Dan Kaminsky, Chief Scientist of White Ops and the well-known security researcher who led the all-time largest synchronized fix to the Internet, adds, "Ad fraud has become the primary cash out point for Internet fraudsters. This is what is getting average people's computers broken into, compromising their privacy and undermining the very foundations of Internet safety. Something must be done, and we're doing it."
Kaminsky continues: "Some people assume fraud is just a 'cost of doing business,' and is evenly distributed at some affordable single digit rate. What we are actually finding is wide variability—some sites are remarkably clean, with less than a percentage point of fraud. Others have fraud rates exceeding 90%." Tiffany concludes: "It's not merely the 'dregs of the Internet' that get infested. Major properties are getting raided. They often don't know. We're helping them find out and stop paying these thieves."
The fundamental consequence is that anyone who pays for advertising on the Internet is likely paying for ad impressions that never actually occur, rending the traditional advertising metric of CPM (cost per thousand impressions) meaningless.
The White Ops solution introduces the fundamental metric that matters: "Cost per Human," the real cost of reaching humans that will ultimately buy products or services—not bots, which do nothing but falsely inflate metrics.
By applying the techniques of Side Channel Analysis (the practice of looking at specific characteristics of a signal to determine the nature of the signal itself) to review several thousand variables in signals leaked during individual user sessions, White Ops is able to accurately differentiate, in real time, between a human and machine-driven ad request, regardless of the sophistication of the bot programmer.

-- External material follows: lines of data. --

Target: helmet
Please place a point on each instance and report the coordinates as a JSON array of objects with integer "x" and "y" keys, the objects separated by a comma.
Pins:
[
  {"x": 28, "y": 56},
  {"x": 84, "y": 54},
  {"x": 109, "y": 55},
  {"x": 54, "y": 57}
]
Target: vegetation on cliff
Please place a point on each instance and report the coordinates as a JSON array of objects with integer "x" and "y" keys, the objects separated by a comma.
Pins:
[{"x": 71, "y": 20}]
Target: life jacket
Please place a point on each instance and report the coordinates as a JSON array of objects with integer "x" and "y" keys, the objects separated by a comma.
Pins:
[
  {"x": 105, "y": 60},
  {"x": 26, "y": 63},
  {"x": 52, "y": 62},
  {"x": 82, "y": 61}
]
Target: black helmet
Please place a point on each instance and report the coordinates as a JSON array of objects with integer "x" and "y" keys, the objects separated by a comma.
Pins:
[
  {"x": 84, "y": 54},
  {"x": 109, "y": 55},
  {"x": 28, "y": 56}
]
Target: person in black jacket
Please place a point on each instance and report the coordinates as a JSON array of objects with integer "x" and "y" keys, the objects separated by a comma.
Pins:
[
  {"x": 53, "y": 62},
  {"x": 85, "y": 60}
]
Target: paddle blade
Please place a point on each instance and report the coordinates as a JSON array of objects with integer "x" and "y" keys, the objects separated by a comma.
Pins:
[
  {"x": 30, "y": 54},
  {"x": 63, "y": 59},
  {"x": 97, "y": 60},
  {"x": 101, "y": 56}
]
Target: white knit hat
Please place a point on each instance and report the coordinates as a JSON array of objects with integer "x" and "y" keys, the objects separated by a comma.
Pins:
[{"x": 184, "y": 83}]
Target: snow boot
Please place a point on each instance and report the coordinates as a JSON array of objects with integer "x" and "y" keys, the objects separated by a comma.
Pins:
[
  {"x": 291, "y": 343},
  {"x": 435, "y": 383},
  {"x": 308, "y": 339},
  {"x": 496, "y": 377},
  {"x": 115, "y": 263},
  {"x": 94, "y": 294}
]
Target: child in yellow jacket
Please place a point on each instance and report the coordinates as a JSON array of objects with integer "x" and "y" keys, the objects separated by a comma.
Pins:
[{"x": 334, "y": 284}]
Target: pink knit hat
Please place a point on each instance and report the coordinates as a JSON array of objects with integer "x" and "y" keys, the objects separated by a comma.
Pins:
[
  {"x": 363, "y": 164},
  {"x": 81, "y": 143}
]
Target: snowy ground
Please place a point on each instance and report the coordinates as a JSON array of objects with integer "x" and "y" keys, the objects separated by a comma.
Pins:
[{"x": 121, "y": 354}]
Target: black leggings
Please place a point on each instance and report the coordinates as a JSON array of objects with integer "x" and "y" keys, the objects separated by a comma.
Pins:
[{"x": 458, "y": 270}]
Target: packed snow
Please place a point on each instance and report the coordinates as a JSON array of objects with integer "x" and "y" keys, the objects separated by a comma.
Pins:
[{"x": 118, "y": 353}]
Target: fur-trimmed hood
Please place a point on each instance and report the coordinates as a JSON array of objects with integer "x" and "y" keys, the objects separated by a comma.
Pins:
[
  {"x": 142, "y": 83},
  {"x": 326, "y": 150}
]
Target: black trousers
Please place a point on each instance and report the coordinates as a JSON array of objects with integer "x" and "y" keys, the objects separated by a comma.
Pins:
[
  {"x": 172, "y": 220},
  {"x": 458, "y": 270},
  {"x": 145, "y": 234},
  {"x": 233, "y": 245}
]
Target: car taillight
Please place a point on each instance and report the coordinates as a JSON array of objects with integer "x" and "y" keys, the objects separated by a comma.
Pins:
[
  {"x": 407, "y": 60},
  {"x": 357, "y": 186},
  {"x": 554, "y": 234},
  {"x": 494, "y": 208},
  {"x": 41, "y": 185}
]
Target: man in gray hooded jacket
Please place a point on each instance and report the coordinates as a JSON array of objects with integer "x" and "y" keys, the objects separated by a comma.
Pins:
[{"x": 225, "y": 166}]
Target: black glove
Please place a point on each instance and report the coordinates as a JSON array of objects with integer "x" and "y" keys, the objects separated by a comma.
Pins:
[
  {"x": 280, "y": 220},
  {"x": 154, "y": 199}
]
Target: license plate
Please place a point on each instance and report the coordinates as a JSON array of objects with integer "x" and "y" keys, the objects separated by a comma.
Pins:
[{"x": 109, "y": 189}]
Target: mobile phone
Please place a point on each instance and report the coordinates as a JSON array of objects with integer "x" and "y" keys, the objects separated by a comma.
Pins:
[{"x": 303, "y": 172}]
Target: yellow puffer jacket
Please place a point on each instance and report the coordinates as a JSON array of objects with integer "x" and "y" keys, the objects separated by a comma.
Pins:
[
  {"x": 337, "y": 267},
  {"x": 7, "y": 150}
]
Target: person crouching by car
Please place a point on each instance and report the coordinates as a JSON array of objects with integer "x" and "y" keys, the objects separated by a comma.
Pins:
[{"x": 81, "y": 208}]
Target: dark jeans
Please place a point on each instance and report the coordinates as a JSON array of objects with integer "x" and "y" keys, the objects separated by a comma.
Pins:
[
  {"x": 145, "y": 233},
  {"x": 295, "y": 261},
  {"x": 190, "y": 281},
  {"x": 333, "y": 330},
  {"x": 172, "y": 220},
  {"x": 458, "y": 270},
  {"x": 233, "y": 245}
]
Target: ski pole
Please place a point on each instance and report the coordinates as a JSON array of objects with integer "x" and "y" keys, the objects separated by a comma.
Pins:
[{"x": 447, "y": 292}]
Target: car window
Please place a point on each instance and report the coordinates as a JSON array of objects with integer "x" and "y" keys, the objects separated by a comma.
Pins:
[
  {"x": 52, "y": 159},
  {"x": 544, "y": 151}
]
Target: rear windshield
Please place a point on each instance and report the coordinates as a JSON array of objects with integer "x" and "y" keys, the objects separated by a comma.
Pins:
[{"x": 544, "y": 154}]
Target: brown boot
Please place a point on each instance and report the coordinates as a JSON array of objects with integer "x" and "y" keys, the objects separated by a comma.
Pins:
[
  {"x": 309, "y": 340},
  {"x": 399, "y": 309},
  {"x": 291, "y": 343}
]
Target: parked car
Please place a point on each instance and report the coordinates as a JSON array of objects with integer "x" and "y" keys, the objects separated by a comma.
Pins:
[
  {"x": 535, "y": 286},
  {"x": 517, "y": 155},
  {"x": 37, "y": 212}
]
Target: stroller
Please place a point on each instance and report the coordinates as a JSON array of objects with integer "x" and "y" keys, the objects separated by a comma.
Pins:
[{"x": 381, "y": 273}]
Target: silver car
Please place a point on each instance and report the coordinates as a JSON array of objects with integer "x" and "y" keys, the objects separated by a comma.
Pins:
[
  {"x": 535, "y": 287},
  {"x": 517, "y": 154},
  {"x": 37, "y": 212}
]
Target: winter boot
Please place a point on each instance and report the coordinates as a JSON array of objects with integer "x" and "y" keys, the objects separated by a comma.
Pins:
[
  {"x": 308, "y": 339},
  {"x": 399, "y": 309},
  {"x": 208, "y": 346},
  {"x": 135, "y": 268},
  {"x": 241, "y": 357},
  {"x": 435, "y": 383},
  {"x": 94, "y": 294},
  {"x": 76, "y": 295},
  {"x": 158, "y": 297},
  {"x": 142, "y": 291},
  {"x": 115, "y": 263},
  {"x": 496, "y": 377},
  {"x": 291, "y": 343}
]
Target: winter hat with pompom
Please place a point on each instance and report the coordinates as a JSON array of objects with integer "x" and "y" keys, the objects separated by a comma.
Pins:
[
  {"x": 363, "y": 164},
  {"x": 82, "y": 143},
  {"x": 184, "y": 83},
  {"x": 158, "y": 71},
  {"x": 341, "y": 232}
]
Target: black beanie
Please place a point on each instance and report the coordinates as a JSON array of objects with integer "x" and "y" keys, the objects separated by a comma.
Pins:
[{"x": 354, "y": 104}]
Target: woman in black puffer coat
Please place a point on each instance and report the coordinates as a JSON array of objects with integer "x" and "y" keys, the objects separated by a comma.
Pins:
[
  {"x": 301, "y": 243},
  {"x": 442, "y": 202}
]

This approach varies from the methods generally employed by current fraud detection services, which rely on statistical and predictive analysis to detect impression fraud. While that type of anomaly detection has its strengths, it is usually dependent upon a large body of historical, static data that, at most, uncovers simple, unsophisticated methods of fraud. This makes it difficult to detect the more advanced bot types that incorporate randomness and change in their behavior models.